When the milk was brought, however, and forced down their throats under the doctor's orders, they found that this somewhat oily fluid brought back a good deal of the missing power to breathe. After a while both boys began to move about again. Yet both felt a strange feeling of oppression and weakness.
"For the rest, your feelings will simply have to wear off," the physician told them. "You'll be all right in time. And it was a fine, manly piece of work that you both did."
After nearly an hour of stubborn work the firemen saved the main building, though that southern wing was practically destroyed.
When the danger was over hotel discipline asserted itself once more. News was passed that the belated dinner was ready, and the lately excited guests filed in for their meal, though many complained of a loss of appetite.

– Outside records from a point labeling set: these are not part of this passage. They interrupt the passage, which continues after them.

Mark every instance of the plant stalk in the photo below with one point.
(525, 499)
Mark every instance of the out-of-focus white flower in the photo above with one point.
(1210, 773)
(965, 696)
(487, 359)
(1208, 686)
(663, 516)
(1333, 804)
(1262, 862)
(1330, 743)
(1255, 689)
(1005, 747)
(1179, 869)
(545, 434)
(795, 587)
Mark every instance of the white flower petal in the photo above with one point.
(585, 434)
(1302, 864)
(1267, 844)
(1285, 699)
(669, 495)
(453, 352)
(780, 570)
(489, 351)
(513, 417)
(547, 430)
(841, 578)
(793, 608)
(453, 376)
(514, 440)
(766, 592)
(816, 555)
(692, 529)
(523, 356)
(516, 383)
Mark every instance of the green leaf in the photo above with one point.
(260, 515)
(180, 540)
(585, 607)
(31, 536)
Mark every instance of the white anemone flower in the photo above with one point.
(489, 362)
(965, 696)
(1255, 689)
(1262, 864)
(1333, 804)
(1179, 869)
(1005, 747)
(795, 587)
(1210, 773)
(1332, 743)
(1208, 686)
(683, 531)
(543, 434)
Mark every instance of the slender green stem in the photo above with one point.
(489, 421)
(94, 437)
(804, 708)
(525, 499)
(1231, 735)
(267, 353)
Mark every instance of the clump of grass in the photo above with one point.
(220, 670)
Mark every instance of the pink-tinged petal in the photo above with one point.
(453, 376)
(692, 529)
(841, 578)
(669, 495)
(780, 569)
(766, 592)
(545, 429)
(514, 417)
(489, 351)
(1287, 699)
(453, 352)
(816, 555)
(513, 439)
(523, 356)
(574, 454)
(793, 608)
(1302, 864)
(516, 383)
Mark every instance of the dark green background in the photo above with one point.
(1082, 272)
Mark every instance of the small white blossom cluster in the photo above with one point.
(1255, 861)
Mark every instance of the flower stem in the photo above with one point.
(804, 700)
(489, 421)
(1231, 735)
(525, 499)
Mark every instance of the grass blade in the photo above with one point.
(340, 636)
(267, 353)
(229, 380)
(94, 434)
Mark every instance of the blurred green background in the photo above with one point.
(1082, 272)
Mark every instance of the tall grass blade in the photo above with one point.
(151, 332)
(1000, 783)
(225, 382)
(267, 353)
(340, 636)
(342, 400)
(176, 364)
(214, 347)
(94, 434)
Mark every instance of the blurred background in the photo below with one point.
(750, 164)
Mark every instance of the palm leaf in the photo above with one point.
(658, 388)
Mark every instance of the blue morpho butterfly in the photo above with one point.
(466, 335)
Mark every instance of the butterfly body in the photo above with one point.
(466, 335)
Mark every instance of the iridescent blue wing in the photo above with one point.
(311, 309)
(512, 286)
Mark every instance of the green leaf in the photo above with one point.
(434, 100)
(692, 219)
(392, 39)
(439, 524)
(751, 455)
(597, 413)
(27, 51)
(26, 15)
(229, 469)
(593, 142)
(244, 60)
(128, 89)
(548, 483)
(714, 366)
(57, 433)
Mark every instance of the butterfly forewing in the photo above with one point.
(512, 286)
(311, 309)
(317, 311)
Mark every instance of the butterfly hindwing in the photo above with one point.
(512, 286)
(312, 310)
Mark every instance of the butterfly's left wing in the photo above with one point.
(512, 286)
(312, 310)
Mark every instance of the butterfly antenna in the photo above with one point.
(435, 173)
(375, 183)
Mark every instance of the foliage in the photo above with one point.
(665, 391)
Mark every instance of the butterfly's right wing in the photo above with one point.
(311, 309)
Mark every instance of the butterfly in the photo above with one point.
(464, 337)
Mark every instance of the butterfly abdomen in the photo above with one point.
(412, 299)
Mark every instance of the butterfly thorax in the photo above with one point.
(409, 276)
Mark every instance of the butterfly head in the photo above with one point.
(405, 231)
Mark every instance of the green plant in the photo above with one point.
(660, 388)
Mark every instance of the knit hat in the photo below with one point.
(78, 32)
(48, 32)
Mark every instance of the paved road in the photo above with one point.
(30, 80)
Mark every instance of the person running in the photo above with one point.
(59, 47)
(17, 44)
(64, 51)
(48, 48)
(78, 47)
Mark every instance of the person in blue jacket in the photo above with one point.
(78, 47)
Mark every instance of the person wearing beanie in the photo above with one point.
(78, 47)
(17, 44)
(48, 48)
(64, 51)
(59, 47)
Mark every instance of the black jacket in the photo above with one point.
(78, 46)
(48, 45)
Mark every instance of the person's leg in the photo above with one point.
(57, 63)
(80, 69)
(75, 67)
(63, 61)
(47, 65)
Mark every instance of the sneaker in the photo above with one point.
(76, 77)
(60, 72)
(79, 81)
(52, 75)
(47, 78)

Neither Jack nor Hal felt like eating then. They sat by Messrs. Farnum and Pollard, though the submarine boys contented themselves with sipping more milk.
"That was one way of answering the enemy's threats," laughed the shipbuilder, in an undertone.
"We don't know that Mlle. Nadiboff was in any way connected with the threats," replied Jack, in an equally low tone.
"She belongs in the enemy's ranks," observed David Pollard, dryly.